American operations researcher

Karla Leigh Hoffman is an American operations researcher, and the former president of the Institute for Operations Research and the Management Sciences. She is a professor of systems engineering and operations research in the Volgenau School of Engineering of George Mason University. Her research has focused on practical applications of operations research and optimization to problems including transportation scheduling, airport landing slot allocation, spectrum auctions, and telecommunications budgeting.

==Education and career==
Hoffman graduated from Rutgers University in 1969 with a bachelor's degree in mathematics. She then studied operations research at George Washington University, earning an MBA in 1971 and completing her doctorate (D.Sc.) in 1975. Her dissertation, A Successive Underestimation Function for Concave Minimization, was directed by James E. Falk.

She became a postdoctoral researcher at the National Institute of Standards and Technology (NIST) in 1975 and remained at NIST as a mathematics researcher in the Operations Research Division until 1984, when she moved to George Mason University.
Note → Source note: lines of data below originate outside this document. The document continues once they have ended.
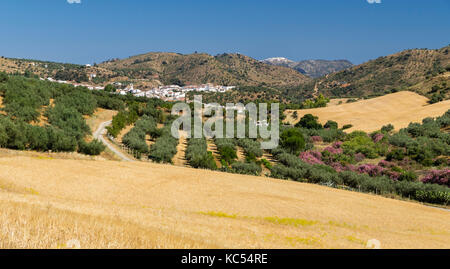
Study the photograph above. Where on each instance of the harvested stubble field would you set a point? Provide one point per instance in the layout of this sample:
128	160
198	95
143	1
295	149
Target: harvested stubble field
45	203
370	115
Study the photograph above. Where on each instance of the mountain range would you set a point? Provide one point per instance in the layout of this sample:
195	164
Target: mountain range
311	68
425	71
224	69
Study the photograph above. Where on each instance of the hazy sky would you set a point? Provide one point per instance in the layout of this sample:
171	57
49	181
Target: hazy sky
96	30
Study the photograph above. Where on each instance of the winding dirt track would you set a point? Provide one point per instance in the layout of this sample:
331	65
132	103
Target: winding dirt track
99	134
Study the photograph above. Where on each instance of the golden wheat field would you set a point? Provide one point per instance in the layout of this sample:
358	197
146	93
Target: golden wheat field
51	203
370	115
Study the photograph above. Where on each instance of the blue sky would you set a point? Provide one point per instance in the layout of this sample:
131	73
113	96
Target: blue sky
97	30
She was promoted to full professor in 1989, and served as acting chair and chair of her department from 1996 to 2001, seeing it through a change of name from operations research and operations engineering to systems engineering and operations research.

She served as president of the Institute for Operations Research and the Management Sciences (INFORMS) for the 1998 term.

==Recognition==
In 1984, Hoffman won both the Department of Commerce Silver Medal and the inaugural Applied Research Award of the National Institute of Standards and Technology.

The Institute for Operations Research and the Management Sciences elected her as a Fellow in 2003, and gave her their George E. Kimball Medal for distinguished service to the institute and the profession in 2005. In 2009 she became the first recipient of the Harvey J. Greenberg Impact Award for Service to the INFORMS Computing Society.

In 2018, a team of researchers organized by Hoffman and working for the Federal Communications Commission on spectrum allocation won the INFORMS Franz Edelman Award for Achievement in Advanced Analytics, Operations Research, and Management Science.